И вот как-то раз, все было уже заготовлено и вдруг почти накануне праздника объявил дьячок ужасную новость. Нищий женился и больше не будет ездить.

Все так и ахнули. Как же теперь?

– Ну, ездил бы с женой.

– Посадил бы жену дома. Пусть ребят досматривает. Нельзя же так.

Думали даже на нищего кому-то жаловаться, да только не знали, кому. Да и как, тоже не знали. На то ли, что женился – так ведь он имел право. На то ли, чего ездить перестал, так тоже такого закона нет, чтобы непременно езди.

Так все и осталось. Покачали головами, да и забыли.

На доброе у человека память коротка.

7
Гордость

А эта картинка уж из Новгородской губернии. С родного севера.

Ходили к нам работать на огороде две бабы из соседней деревни Острачи. Федосья Ерохина и Авдотья Макаренко. Бабы эти друг на дружку похожи не были. Ерохина худая, длинная, нос большой, щербатый, уродлива – дальше некуда, дальше уж прямо черт. Характером мрачная.

Макаренко – пухлая, курносая и все не то улыбается, не то щерится, как злая кошка.

И было в этих несхожих личностях что-то непонятно общее, какая-то, смешно сказать, надменность.

Ерохина, разговаривая, поворачивалась в профиль. Макаренко задирала нос и дерзко «лепортовала».

В общем – ничего не скажешь, бабы гордые и цену себе знали.

И чем же это они гордились? Обе бедные, несостоятельные, на поденку не ходили. Обе некрасивые, у обеих мужья пьяницы, ребята голые. В чем тут дело?

Насчет гордости – у меня, между прочим, уже были кое-какие наблюдения и удивительные находки. Помню – один захудалый чиновник с радостной гордостью рассказывал про своего двоюродного брата, такого богатого и знатного, что его, захудалого чиновника, и на порог к себе не пускал.

Вот чем гордился. И ведь как гордился! Прямо захлебывался. А уж куда бы, казалось, обиднее, если тебя за твою ничтожность родственники в шею гонят.

Гордость двух новгородских баб, однако, выяснилась. И была она у них диаметрально противоположная.
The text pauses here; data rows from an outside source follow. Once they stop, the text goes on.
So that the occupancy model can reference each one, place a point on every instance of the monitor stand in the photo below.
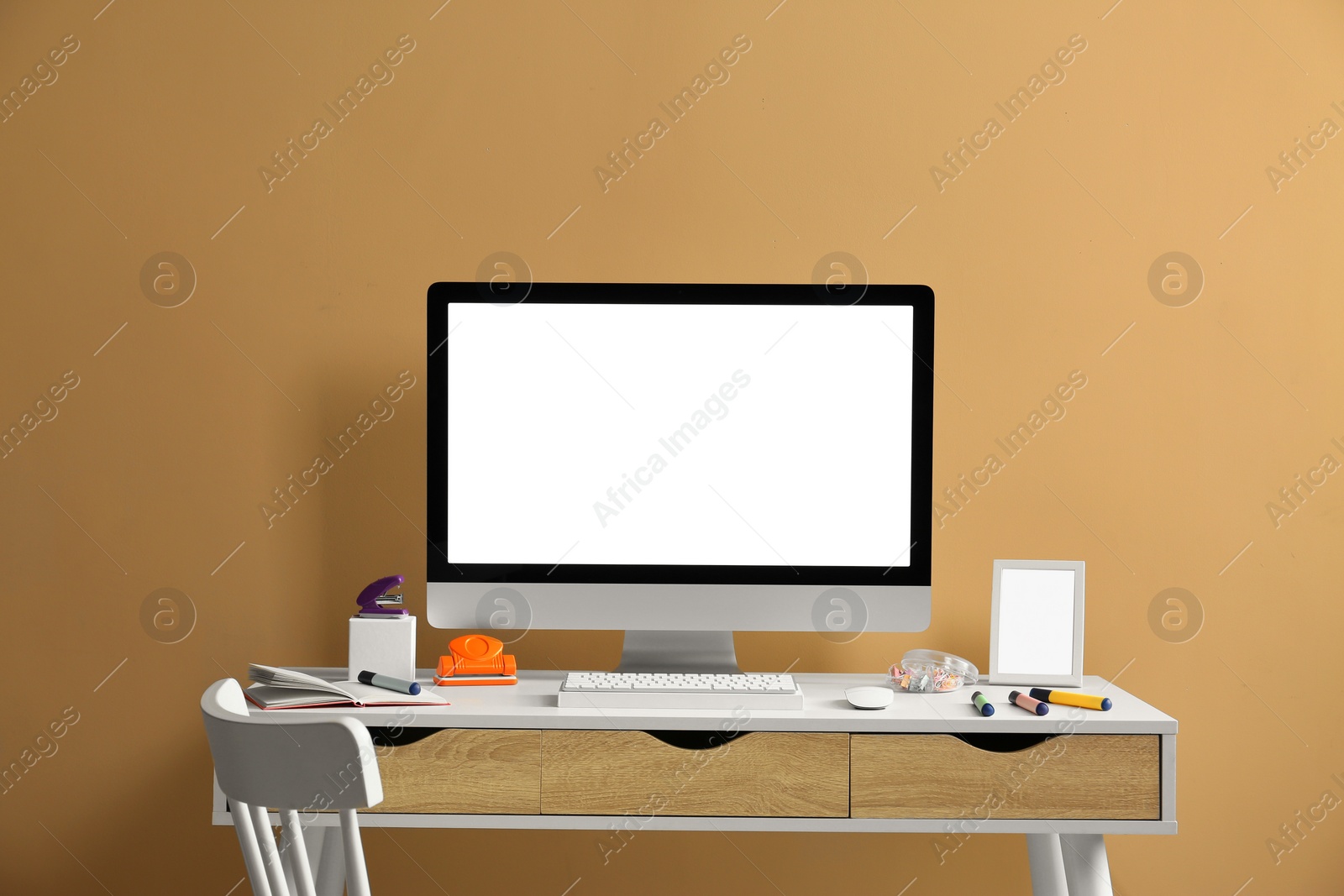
(679, 652)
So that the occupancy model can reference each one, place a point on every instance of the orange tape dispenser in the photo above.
(476, 660)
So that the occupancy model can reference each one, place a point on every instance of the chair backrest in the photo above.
(288, 765)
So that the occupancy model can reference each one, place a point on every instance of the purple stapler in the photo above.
(376, 604)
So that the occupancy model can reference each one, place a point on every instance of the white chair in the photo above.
(293, 766)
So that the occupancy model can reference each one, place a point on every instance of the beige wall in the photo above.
(311, 300)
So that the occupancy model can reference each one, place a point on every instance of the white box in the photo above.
(386, 647)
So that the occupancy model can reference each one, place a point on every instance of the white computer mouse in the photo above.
(870, 698)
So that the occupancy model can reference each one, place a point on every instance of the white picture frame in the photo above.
(1037, 624)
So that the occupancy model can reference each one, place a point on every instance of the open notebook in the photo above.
(288, 689)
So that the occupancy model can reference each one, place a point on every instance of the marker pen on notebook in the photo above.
(1028, 703)
(400, 685)
(1068, 699)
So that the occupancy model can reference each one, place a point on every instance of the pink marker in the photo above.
(1028, 703)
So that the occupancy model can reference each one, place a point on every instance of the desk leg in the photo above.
(1047, 866)
(328, 862)
(1085, 864)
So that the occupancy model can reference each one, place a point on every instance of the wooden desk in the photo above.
(508, 757)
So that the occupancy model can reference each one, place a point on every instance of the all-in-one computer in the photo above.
(679, 463)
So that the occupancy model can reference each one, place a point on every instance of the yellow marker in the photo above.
(1068, 699)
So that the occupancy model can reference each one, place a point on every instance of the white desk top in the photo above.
(533, 705)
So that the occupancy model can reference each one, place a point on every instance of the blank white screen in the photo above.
(1037, 622)
(553, 409)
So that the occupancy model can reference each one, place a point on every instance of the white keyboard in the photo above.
(680, 691)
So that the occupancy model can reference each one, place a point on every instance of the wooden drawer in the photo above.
(1066, 777)
(764, 773)
(464, 770)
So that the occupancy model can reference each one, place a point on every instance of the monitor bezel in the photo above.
(438, 569)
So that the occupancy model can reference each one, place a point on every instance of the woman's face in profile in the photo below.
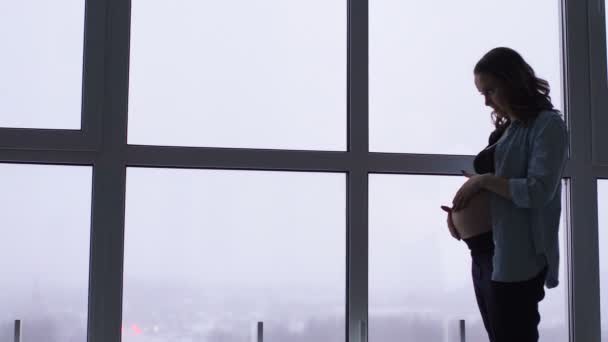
(493, 94)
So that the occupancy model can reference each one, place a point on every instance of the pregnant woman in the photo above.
(508, 213)
(473, 225)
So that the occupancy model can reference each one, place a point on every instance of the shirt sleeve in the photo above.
(545, 166)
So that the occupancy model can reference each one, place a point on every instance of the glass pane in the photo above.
(210, 253)
(41, 63)
(253, 74)
(422, 54)
(602, 191)
(420, 283)
(44, 251)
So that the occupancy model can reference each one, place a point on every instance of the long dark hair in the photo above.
(526, 94)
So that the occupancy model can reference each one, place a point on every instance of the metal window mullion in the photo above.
(599, 77)
(582, 235)
(357, 178)
(109, 182)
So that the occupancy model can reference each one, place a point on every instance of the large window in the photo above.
(44, 251)
(260, 74)
(422, 54)
(420, 277)
(209, 254)
(41, 63)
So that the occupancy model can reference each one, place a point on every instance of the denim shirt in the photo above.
(532, 157)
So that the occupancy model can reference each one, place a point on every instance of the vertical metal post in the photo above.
(260, 332)
(17, 331)
(363, 331)
(462, 331)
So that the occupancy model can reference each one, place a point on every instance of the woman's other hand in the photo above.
(451, 226)
(471, 187)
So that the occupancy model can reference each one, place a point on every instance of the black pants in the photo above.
(482, 252)
(509, 310)
(515, 314)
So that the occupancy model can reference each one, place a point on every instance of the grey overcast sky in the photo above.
(210, 252)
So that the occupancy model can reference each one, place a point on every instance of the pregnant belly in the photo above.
(475, 219)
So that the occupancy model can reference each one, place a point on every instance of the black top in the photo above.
(484, 161)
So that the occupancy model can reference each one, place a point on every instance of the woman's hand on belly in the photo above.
(450, 222)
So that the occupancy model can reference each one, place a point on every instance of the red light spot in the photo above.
(136, 329)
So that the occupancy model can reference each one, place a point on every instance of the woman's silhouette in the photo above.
(520, 174)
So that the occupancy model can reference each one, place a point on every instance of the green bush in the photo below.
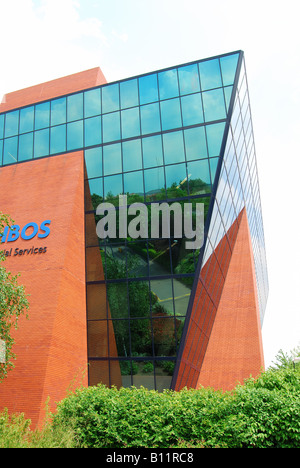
(261, 413)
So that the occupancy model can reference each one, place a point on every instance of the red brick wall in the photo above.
(51, 89)
(228, 273)
(235, 350)
(51, 346)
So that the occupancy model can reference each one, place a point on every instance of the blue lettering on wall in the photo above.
(28, 232)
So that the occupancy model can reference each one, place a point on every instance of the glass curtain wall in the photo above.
(153, 138)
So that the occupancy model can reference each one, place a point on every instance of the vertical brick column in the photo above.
(51, 346)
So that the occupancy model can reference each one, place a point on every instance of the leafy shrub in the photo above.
(261, 413)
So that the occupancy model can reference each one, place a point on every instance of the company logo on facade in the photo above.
(28, 232)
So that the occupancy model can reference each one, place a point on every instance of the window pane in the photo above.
(1, 125)
(148, 89)
(214, 105)
(75, 135)
(75, 107)
(25, 147)
(96, 188)
(113, 186)
(130, 122)
(175, 175)
(152, 151)
(173, 147)
(92, 131)
(58, 111)
(41, 143)
(133, 184)
(129, 94)
(192, 113)
(170, 114)
(195, 143)
(213, 162)
(26, 119)
(92, 102)
(112, 160)
(228, 67)
(150, 118)
(58, 138)
(168, 84)
(215, 135)
(10, 150)
(189, 79)
(110, 98)
(111, 127)
(42, 115)
(199, 177)
(93, 162)
(210, 74)
(155, 183)
(11, 123)
(132, 155)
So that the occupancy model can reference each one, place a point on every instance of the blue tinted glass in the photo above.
(148, 89)
(215, 135)
(214, 105)
(228, 67)
(92, 102)
(92, 131)
(110, 98)
(173, 147)
(213, 162)
(12, 123)
(210, 74)
(130, 119)
(93, 162)
(150, 118)
(75, 107)
(42, 115)
(112, 160)
(228, 93)
(132, 155)
(199, 176)
(96, 187)
(113, 186)
(133, 183)
(195, 143)
(129, 94)
(58, 111)
(1, 125)
(152, 151)
(10, 150)
(58, 139)
(154, 181)
(111, 127)
(168, 84)
(74, 135)
(189, 79)
(25, 147)
(170, 114)
(175, 174)
(41, 143)
(192, 113)
(26, 119)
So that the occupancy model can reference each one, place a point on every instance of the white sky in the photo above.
(46, 39)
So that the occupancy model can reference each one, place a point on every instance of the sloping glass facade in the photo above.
(177, 135)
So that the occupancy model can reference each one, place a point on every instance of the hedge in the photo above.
(261, 413)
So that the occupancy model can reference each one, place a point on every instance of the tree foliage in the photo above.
(13, 303)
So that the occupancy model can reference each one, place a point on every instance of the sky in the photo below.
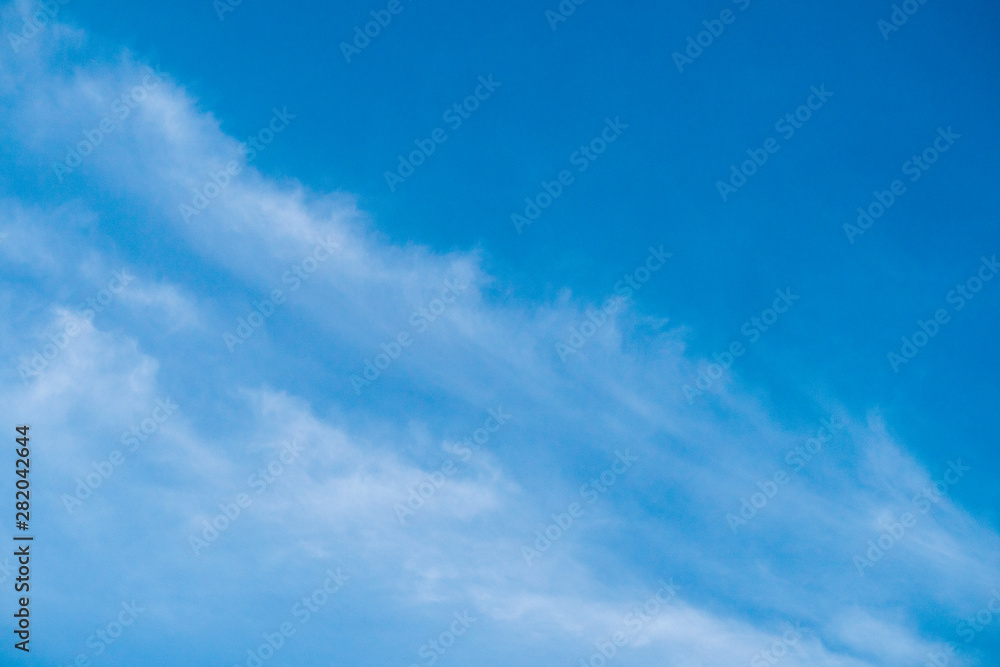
(535, 333)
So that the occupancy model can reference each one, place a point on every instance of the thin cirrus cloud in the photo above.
(366, 448)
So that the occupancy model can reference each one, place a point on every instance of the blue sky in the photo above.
(693, 393)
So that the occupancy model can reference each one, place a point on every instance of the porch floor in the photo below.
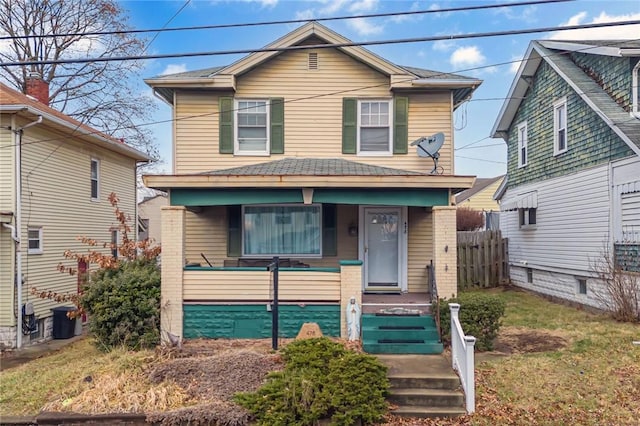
(375, 302)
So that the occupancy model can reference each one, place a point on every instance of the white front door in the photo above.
(382, 248)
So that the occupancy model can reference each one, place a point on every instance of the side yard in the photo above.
(552, 365)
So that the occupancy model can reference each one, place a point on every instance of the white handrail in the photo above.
(462, 358)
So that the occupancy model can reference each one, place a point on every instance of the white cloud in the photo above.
(362, 6)
(526, 14)
(174, 69)
(365, 27)
(606, 33)
(469, 56)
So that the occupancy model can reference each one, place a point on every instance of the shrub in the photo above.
(321, 380)
(479, 315)
(124, 305)
(468, 219)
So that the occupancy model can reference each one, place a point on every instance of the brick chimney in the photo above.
(37, 87)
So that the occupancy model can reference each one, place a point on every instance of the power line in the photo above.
(323, 95)
(290, 21)
(323, 46)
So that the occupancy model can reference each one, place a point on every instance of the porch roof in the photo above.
(310, 173)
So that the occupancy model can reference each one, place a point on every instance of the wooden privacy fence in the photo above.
(483, 259)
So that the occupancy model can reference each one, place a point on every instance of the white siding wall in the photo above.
(572, 222)
(56, 196)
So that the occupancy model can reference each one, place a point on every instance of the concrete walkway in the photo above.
(15, 358)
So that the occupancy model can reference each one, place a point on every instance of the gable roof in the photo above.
(481, 183)
(312, 35)
(13, 101)
(620, 121)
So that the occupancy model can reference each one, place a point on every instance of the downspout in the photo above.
(18, 231)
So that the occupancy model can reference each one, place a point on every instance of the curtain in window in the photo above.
(282, 230)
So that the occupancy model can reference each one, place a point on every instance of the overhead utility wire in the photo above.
(325, 46)
(329, 94)
(290, 21)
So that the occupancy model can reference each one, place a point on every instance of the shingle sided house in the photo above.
(55, 177)
(572, 193)
(303, 151)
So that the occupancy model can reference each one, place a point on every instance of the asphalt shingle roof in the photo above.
(313, 167)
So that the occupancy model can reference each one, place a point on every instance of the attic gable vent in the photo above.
(313, 61)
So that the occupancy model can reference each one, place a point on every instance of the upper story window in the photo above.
(522, 144)
(374, 127)
(95, 179)
(252, 132)
(560, 126)
(34, 237)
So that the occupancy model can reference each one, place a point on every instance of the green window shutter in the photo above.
(234, 231)
(349, 125)
(401, 125)
(226, 125)
(329, 230)
(277, 125)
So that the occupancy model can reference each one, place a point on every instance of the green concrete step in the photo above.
(420, 333)
(371, 320)
(376, 347)
(428, 412)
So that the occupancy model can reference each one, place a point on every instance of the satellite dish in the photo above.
(429, 147)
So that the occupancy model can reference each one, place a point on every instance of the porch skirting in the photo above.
(253, 321)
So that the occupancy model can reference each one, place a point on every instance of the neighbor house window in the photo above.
(95, 179)
(374, 127)
(560, 126)
(114, 243)
(34, 237)
(527, 217)
(282, 230)
(522, 144)
(582, 285)
(252, 132)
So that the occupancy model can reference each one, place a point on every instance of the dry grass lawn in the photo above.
(552, 365)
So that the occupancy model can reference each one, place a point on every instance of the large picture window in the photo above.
(282, 230)
(252, 131)
(374, 126)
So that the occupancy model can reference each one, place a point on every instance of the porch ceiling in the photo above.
(388, 197)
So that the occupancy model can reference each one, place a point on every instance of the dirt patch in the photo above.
(515, 340)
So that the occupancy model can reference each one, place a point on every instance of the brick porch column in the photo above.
(173, 241)
(350, 286)
(445, 256)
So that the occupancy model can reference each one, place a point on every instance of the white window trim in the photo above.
(635, 86)
(95, 160)
(236, 143)
(523, 144)
(391, 123)
(285, 255)
(526, 217)
(40, 249)
(560, 103)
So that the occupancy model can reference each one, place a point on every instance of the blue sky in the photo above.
(479, 57)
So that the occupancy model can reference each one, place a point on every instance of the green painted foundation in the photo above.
(254, 321)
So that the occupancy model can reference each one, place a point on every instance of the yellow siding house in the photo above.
(303, 152)
(55, 177)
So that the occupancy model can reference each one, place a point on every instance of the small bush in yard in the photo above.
(479, 314)
(321, 380)
(124, 305)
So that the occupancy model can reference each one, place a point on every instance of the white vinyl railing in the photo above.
(462, 358)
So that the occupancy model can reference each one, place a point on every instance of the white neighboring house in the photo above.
(56, 175)
(572, 192)
(149, 217)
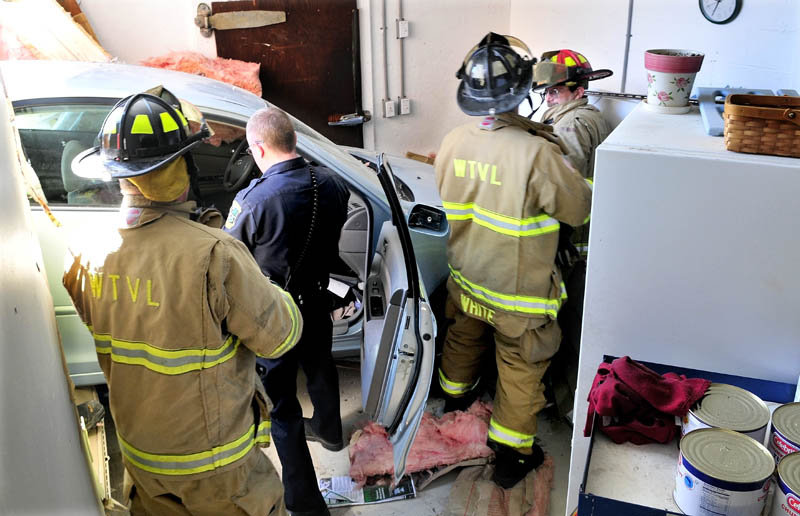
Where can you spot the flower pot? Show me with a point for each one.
(670, 76)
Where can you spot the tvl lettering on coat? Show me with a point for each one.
(476, 167)
(133, 284)
(468, 306)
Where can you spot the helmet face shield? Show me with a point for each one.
(547, 74)
(565, 67)
(494, 78)
(142, 133)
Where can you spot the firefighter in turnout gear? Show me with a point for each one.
(178, 311)
(563, 76)
(506, 187)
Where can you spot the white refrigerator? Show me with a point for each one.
(694, 258)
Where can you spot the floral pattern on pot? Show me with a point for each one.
(669, 89)
(682, 83)
(664, 97)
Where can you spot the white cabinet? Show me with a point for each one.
(694, 258)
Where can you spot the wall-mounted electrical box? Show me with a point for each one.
(405, 106)
(388, 108)
(402, 29)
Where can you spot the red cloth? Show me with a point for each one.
(640, 402)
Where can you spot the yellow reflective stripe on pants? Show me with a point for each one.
(454, 388)
(503, 224)
(262, 435)
(294, 334)
(508, 437)
(190, 464)
(523, 304)
(164, 361)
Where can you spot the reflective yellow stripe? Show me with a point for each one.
(183, 118)
(454, 388)
(141, 125)
(163, 361)
(508, 437)
(499, 223)
(110, 126)
(262, 436)
(294, 333)
(192, 463)
(168, 123)
(524, 304)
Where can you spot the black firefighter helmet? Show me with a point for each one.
(142, 133)
(494, 77)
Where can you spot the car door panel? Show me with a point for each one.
(76, 340)
(399, 332)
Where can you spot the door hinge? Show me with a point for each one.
(208, 22)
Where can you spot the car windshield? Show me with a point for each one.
(354, 168)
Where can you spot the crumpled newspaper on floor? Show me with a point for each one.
(474, 493)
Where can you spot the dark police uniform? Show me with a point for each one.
(272, 217)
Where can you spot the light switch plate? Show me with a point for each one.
(388, 109)
(405, 106)
(402, 29)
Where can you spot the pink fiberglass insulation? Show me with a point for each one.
(232, 71)
(455, 437)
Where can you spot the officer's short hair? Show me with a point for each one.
(273, 127)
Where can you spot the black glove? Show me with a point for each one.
(567, 253)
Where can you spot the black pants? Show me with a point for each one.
(279, 376)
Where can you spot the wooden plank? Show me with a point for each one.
(42, 29)
(307, 63)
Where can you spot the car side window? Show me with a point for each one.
(52, 135)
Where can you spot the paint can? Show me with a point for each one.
(785, 436)
(787, 492)
(729, 407)
(722, 473)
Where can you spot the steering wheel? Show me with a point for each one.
(239, 168)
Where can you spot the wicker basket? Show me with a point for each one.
(763, 124)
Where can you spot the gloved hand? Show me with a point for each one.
(566, 254)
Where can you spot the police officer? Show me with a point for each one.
(505, 186)
(291, 218)
(564, 75)
(178, 311)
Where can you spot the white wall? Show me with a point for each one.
(756, 50)
(132, 30)
(440, 35)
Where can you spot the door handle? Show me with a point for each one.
(351, 119)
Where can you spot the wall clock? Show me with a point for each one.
(720, 11)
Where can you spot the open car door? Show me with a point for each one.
(399, 333)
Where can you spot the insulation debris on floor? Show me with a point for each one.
(42, 29)
(232, 71)
(454, 440)
(455, 437)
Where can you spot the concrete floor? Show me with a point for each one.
(554, 434)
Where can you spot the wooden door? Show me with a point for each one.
(310, 64)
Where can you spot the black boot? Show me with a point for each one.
(461, 403)
(311, 435)
(92, 412)
(512, 466)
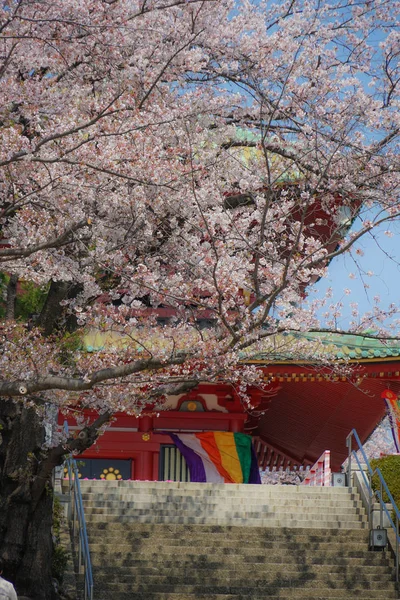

– Мы, Макаренки, – задрав нос, рассказывала как-то Авдотья, – мы все злющие, потому что мы из хохлов. Хохлы все злющие. Мы не тутошние. Мы даже на тутошних не похожи вовсе. Мы злющие.

Вот оно что. Гордость в том, что они нетутошние и как подтверждение нетутошности – злющие. А Ерохина сказала:

– Мы самые здешние, спокон веку тут. Еще когда только три избы стояло, так уж мы тут жили. И деревню-то по нашему имени называют. Вот как!